BEIJING — Gu Kailai's day in court will likely be soon — and short.
Now that the wife of disgraced Chinese politician Bo Xilai has been indicted for murder, Chinese authorities are expected to proceed quickly on orders of a leadership keen to move past a huge scandal that has complicated its once-a-decade political transition.
Gu's legal proceedings could be under way in as little as 10 days, with an outcome likely to remove her from the public eye, at least, and that could even result in her execution.
Her indictment was announced Thursday. She and a family aide were charged with murdering a British businessman with whom the Bo family had close ties, the official Xinhua News Agency said in a brief report.
Given the high stakes the case has for the leadership, the announcement of the indictment likely means that leaders already have reached a behind-the-scenes agreement on the verdict.
"For a case that's this high profile, the state has a very clear idea of how they want it to come out," said Carl Minzer, a China law and governance expert at the Fordham Law School, who is currently in Beijing.
China's judiciary is not independent, and politically tricky cases are usually decided with input from Communist Party officials. The public and media are often kept out of the courts, especially for any sort of politically sensitive trial, and lawyers representing human rights activists and others who have upset the government often complain that basic defense rights are ignored.
A key question remains: What is to become of Bo, who remains under a separate, party investigation for unspecified wrongdoings? The leadership has given no clear signals.
Bo was a political high-flier who fell from power after his former police chief fled to a U.S. consulate and divulged suspicions that Gu was involved in Heywood's death. Three months ago, the government announced that Gu and Zhang Xiaojun, the family aide, were being investigated and that Bo was being suspended from the powerful Politburo for discipline violations that were not detailed.
The scandal exposed divisions in the leadership and affirmed an already skeptical public's dim view about corrupt dealings in the party.

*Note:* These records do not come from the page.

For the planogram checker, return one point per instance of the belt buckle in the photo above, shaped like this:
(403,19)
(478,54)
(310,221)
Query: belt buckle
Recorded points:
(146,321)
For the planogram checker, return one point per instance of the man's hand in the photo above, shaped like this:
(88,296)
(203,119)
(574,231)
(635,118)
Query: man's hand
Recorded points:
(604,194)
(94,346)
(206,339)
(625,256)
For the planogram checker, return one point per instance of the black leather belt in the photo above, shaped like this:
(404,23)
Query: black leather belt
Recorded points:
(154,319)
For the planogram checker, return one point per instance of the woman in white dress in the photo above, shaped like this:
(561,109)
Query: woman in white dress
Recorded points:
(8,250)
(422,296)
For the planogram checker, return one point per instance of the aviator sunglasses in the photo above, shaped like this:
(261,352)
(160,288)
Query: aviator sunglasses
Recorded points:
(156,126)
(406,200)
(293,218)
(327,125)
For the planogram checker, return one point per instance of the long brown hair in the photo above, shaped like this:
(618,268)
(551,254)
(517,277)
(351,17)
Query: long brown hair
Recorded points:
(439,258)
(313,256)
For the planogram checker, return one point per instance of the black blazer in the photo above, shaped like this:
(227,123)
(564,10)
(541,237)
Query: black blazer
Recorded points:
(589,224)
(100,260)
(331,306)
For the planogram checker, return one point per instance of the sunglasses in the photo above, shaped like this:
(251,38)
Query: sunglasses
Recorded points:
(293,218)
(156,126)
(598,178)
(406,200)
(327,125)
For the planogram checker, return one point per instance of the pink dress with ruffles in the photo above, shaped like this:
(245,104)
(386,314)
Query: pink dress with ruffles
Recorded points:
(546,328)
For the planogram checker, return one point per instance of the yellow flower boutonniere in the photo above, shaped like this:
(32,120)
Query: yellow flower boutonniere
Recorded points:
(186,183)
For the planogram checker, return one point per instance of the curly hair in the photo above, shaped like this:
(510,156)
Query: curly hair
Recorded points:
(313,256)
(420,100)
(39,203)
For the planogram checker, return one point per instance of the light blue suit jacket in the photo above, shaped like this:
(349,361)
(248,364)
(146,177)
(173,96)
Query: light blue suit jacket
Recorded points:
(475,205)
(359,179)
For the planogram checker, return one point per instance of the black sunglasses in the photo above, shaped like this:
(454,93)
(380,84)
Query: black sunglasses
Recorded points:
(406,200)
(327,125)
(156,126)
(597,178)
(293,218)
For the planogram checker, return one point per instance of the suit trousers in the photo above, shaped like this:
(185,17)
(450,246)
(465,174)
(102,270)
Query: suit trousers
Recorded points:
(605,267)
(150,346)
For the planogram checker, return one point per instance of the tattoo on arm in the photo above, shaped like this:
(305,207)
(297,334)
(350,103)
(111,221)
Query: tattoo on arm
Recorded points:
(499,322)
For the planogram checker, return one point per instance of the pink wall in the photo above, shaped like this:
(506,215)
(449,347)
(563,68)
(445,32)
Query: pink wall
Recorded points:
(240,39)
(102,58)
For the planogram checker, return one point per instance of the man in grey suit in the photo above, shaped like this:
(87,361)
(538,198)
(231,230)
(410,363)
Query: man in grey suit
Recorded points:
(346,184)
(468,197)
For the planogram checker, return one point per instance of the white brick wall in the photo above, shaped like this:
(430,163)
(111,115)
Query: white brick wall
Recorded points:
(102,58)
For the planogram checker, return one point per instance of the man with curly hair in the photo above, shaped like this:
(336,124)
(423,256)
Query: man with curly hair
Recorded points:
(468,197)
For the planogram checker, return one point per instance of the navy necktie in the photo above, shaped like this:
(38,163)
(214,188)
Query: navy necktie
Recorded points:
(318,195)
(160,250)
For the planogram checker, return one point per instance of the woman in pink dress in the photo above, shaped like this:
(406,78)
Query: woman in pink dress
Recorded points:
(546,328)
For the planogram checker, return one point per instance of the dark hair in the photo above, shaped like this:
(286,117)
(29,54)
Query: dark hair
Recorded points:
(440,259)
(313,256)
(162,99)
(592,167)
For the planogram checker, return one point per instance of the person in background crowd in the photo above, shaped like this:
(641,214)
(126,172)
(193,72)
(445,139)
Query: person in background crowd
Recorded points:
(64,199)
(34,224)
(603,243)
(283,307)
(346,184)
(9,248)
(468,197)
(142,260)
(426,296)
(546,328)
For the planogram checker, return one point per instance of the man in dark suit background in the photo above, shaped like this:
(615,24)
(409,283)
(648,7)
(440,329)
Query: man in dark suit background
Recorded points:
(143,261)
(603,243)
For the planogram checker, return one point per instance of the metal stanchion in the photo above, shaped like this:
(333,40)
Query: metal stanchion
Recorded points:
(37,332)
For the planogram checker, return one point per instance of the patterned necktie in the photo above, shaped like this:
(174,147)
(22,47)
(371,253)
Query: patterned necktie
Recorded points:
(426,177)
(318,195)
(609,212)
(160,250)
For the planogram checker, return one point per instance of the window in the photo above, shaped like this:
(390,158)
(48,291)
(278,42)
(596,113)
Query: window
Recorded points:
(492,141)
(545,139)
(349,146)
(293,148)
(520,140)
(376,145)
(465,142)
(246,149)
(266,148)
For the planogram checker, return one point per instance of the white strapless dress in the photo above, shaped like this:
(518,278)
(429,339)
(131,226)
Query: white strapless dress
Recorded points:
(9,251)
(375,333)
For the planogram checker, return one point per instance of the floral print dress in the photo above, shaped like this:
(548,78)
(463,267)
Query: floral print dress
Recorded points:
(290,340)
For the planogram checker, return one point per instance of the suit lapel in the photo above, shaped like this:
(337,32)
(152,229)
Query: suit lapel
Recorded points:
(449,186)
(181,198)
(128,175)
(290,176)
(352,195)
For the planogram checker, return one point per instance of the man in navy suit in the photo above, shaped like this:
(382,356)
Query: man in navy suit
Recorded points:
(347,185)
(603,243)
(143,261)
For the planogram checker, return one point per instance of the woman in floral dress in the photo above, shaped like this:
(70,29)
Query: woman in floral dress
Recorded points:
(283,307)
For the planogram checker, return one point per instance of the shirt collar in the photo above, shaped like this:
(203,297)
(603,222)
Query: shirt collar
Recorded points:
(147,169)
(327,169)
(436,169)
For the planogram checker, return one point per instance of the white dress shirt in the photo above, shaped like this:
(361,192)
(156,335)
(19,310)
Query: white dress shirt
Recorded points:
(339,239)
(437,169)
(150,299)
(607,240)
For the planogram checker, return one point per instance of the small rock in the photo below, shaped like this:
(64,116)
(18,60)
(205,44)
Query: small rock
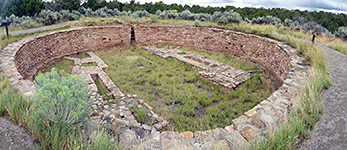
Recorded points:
(95,117)
(155,135)
(158,126)
(249,134)
(229,128)
(159,119)
(251,112)
(165,123)
(258,123)
(270,110)
(187,134)
(265,102)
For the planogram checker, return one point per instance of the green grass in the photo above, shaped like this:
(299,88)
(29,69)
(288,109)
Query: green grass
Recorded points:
(226,59)
(20,111)
(4,41)
(308,110)
(177,93)
(63,64)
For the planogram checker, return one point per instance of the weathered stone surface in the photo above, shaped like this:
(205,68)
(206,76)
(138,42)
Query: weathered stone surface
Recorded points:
(258,123)
(27,56)
(229,128)
(236,141)
(187,134)
(204,136)
(214,71)
(251,112)
(249,134)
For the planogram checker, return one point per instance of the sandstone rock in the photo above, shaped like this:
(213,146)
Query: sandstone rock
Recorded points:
(95,117)
(204,136)
(237,141)
(155,135)
(229,128)
(160,119)
(249,134)
(251,112)
(187,134)
(158,126)
(164,123)
(265,102)
(258,123)
(270,110)
(221,144)
(127,139)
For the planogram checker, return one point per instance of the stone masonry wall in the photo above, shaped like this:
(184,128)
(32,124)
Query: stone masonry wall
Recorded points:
(263,52)
(37,53)
(24,57)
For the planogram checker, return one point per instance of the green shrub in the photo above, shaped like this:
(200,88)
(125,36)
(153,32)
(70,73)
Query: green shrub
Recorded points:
(61,98)
(60,106)
(141,114)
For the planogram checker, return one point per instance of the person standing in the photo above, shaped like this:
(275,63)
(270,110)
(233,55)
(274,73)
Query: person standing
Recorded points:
(313,37)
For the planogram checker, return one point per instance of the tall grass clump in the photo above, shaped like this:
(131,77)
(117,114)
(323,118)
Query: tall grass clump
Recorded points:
(60,106)
(307,111)
(13,104)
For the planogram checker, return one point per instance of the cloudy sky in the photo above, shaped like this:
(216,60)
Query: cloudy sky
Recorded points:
(337,6)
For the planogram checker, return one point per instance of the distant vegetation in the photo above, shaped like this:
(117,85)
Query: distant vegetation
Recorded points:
(71,10)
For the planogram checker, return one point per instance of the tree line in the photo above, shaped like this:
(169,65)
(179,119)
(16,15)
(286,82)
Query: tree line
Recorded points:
(331,21)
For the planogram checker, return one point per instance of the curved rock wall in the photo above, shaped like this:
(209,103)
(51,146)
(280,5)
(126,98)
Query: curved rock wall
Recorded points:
(23,58)
(42,50)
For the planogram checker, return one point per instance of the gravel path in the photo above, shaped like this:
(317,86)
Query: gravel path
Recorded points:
(43,28)
(14,137)
(330,132)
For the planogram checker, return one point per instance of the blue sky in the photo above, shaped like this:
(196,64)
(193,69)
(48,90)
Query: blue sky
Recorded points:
(336,6)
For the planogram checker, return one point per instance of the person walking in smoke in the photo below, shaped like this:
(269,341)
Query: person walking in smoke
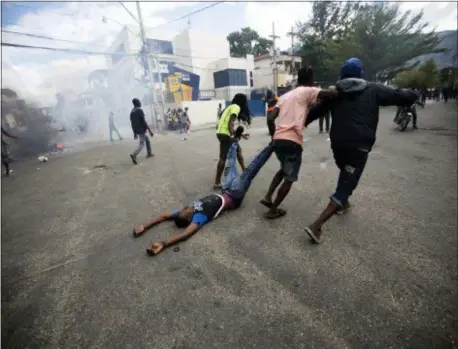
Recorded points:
(6,159)
(238,109)
(112,126)
(139,128)
(186,124)
(195,215)
(355,115)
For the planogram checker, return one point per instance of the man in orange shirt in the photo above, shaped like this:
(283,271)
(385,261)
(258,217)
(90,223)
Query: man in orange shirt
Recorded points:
(287,135)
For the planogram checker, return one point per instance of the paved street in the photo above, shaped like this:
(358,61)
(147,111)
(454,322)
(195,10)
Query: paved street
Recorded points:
(384,277)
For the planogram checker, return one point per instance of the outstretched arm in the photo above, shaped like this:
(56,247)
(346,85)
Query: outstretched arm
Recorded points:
(315,112)
(157,247)
(139,230)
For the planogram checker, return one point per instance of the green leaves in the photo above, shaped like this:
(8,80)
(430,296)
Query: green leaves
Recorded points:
(425,76)
(247,41)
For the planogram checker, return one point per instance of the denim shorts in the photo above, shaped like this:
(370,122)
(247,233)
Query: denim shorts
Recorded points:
(289,154)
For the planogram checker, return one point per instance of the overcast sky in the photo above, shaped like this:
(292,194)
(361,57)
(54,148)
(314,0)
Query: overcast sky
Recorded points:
(39,70)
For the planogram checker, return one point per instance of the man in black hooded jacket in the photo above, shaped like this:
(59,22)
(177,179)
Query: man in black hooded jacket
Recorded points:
(355,115)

Ahead of a political transition expected in the fall, bringing Gu's case to a swift legal resolution will help remove a distraction.

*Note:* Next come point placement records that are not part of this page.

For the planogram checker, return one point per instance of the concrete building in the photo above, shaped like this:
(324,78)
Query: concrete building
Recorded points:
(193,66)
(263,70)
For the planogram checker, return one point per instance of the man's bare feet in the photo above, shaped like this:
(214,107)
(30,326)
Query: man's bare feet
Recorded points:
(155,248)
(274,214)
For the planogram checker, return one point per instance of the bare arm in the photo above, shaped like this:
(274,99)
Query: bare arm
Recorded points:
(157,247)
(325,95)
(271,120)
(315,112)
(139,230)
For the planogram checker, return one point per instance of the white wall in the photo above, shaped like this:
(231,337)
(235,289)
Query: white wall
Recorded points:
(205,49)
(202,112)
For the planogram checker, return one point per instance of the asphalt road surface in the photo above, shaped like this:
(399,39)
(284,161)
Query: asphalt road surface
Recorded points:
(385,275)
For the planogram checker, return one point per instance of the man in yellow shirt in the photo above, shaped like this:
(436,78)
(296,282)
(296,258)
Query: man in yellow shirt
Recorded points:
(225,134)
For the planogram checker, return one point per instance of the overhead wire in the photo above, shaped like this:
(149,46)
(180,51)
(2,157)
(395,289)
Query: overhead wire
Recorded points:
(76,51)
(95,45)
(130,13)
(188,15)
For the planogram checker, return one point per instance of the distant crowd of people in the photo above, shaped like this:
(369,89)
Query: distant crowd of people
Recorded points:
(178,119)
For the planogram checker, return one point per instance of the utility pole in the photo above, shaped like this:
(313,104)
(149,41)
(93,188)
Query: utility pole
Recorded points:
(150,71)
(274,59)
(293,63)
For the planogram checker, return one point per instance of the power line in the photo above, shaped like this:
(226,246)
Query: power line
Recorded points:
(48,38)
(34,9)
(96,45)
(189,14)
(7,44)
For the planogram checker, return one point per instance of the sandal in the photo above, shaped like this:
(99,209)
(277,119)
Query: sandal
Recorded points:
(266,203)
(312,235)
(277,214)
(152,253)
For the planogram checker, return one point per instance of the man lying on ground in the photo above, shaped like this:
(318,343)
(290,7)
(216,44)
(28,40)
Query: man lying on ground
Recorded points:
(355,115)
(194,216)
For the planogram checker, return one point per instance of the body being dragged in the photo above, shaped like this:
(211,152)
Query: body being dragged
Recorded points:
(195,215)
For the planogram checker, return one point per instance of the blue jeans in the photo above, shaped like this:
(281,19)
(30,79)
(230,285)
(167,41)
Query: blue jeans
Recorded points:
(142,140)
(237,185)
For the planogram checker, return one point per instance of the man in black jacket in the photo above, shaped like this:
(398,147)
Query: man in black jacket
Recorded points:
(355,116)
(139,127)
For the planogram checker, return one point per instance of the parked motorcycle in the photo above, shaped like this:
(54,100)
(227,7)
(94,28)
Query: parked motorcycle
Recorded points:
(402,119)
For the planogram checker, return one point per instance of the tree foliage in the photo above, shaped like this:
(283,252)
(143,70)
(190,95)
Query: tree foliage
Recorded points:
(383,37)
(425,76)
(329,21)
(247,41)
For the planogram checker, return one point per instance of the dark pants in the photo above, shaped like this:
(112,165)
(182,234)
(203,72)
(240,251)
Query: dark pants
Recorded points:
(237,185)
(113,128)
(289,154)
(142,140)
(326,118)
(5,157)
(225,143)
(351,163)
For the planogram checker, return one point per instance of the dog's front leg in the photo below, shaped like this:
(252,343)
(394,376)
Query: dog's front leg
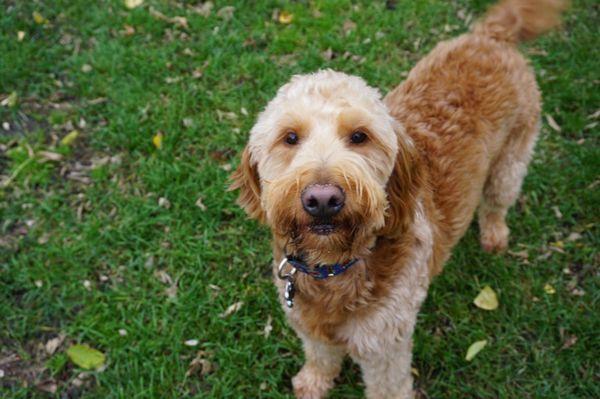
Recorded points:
(322,364)
(386,372)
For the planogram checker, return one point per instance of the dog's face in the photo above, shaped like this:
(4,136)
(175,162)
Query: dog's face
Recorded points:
(318,164)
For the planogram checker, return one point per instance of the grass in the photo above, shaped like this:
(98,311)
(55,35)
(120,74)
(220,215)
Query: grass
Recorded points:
(85,241)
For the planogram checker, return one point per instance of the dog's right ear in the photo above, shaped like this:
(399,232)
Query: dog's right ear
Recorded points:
(246,179)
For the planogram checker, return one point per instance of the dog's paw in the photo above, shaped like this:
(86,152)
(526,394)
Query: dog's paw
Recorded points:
(494,237)
(309,384)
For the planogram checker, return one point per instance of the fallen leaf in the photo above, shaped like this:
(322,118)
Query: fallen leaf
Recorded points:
(48,386)
(200,204)
(200,363)
(327,54)
(523,254)
(181,21)
(157,140)
(50,156)
(69,138)
(164,203)
(226,115)
(569,342)
(53,344)
(39,18)
(10,100)
(486,299)
(232,309)
(204,9)
(131,4)
(171,292)
(128,30)
(163,277)
(557,212)
(552,123)
(187,122)
(285,18)
(86,357)
(226,13)
(268,327)
(474,349)
(170,80)
(549,289)
(348,26)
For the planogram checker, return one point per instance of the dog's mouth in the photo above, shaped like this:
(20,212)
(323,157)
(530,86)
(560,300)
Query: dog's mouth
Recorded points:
(323,229)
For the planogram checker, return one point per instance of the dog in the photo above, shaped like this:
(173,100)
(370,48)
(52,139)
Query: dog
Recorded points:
(366,197)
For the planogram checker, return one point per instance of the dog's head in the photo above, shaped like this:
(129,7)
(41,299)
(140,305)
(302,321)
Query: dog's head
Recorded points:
(327,168)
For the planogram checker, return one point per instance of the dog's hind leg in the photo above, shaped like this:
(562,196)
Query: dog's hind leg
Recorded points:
(322,364)
(503,184)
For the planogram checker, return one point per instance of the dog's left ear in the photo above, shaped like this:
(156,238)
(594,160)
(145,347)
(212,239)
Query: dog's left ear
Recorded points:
(403,188)
(246,179)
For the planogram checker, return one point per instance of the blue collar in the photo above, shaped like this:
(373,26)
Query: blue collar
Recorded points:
(320,271)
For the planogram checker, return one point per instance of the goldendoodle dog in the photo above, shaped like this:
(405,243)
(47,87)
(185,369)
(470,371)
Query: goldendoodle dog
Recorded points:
(367,196)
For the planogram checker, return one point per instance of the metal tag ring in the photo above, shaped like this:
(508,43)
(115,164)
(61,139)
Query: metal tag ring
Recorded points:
(286,276)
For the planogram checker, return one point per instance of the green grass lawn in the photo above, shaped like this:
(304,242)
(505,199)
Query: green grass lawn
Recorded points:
(135,250)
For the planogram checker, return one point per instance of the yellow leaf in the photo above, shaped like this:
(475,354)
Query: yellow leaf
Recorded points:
(285,18)
(86,357)
(39,18)
(550,290)
(486,299)
(133,3)
(69,138)
(157,140)
(474,349)
(11,100)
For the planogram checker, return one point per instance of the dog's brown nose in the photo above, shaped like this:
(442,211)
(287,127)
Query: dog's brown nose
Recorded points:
(323,200)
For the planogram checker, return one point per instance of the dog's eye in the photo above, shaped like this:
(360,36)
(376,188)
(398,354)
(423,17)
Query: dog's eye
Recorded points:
(291,138)
(358,137)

If found guilty of intentional homicide, which appears likely, Gu and Zhang face punishment ranging from more than 10 years' imprisonment to life in jail or the death penalty.
While the court verdict may be a foregone conclusion, Cheng Li, an elite politics expert at the Brookings Institution in Washington, said that with all the attention the case has drawn, the leadership is taking pains to show the prosecution is adhering to the law: "All indications are that the case will be presented in a legally well-grounded manner."
An editorial in the state-run Global Times newspaper Friday said that the trial was a chance to show that all are equal before the law.
"The law should be the sole principle followed by the trial. No matter what impact the ruling will have, judges must be loyal to the law. This is a test of their commitment to the rule of law," the newspaper said.
Probably in preparation for Gu's trial, French architect Patrick Devillers arrived in China last week from Cambodia, where he had been living. He told French diplomats that he was traveling to China to assist in an investigation. Devillers reportedly helped Bo rebuild the northeastern Chinese city of Dalian when Bo was the city's mayor in the 1990s.
Many other details of the case remain undisclosed, potentially raising questions.